Speculation is rife that the BOJ will change tack in favor of a policy mix that ups stimulus while also protecting banks from the problems generated by negative interest rates on deposits.
A growing belief that the BOJ will stop short of the dramatic action needed to weaken its currency, however, sent the dollar to a six-day low against the yen of 101.59 yen. The dollar was last down 0.53 percent against the yen at 101.75 yen.
"There is a certain amount of skepticism going into this meeting that the BOJ has run out of tools," said Richard Franulovich, senior currency strategist at Westpac Banking Corporation in New York.
Doubts that the BOJ is capable of weakening the yen have grown since the BOJ shocked markets in January by cutting rates below zero for the first time, which only weakened the currency temporarily.

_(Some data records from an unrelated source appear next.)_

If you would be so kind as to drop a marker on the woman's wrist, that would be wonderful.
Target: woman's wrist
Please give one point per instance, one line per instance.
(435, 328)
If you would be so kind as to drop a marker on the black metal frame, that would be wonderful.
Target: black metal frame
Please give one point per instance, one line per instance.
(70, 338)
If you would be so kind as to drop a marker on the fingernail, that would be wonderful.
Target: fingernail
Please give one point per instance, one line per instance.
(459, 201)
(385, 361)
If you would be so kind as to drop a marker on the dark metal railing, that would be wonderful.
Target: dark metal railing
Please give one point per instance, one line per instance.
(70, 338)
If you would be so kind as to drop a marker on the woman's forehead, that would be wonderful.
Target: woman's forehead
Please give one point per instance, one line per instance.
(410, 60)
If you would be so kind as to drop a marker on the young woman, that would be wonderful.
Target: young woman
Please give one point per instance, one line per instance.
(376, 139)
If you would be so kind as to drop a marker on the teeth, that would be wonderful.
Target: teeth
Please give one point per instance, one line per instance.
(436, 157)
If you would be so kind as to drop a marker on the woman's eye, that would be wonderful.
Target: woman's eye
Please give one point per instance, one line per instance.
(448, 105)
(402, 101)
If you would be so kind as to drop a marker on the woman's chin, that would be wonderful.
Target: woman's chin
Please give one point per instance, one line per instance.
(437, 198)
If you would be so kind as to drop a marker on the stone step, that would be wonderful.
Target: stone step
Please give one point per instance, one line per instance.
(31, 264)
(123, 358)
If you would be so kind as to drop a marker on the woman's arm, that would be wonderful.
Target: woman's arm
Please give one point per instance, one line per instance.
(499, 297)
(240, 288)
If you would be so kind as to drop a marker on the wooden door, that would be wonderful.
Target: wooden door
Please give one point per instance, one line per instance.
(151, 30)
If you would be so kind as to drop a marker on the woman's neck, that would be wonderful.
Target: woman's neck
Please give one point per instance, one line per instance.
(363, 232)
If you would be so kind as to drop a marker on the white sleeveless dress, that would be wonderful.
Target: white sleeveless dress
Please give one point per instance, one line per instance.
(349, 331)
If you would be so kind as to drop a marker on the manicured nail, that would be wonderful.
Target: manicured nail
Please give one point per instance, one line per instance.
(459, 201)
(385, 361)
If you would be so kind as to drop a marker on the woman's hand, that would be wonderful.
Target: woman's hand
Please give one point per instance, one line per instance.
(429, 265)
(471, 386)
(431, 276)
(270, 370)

The yen has since gained more than 16 percent against the dollar.
Expectations that the Fed would not raise interest rates this week also weakened the dollar. Traders saw just a 15 percent chance of a rate hike this Wednesday, according to CME Group's FedWatch program.
While that probability was up slightly from 12 percent on Friday, expectations are far higher for a rate hike in December, at more than 56 percent.

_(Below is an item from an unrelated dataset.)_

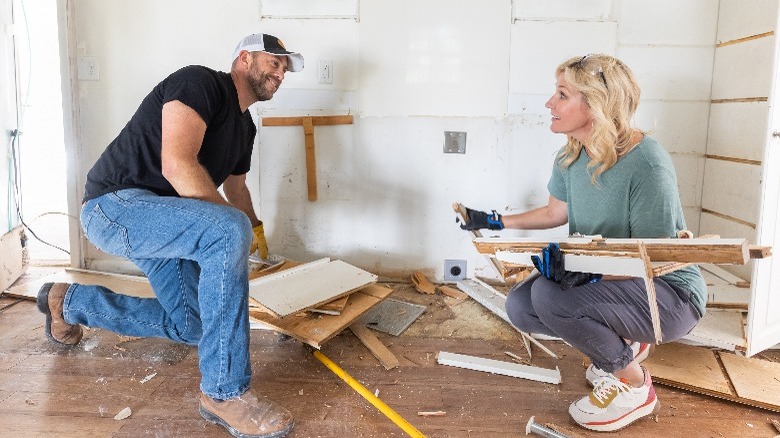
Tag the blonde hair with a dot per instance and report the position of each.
(609, 88)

"The market is resigned to believe that (the Fed is) not going to raise rates this week," said Thierry Albert Wizman, global interest rates and currencies strategist at Macquarie Ltd in New York.
The dollar index, which measures the greenback against a basket of six major currencies, was last down 0.38 percent at 95.744 after hitting a 15-day high of 96.108 on Friday. The euro was last up 0.17 percent against the dollar at $1.1173.
Commodity-linked currencies such as the Australian, New Zealand and Canadian dollars rallied on gains in oil prices. The Aussie was last up about 1 percent against the dollar at a six-day high of $0.7568.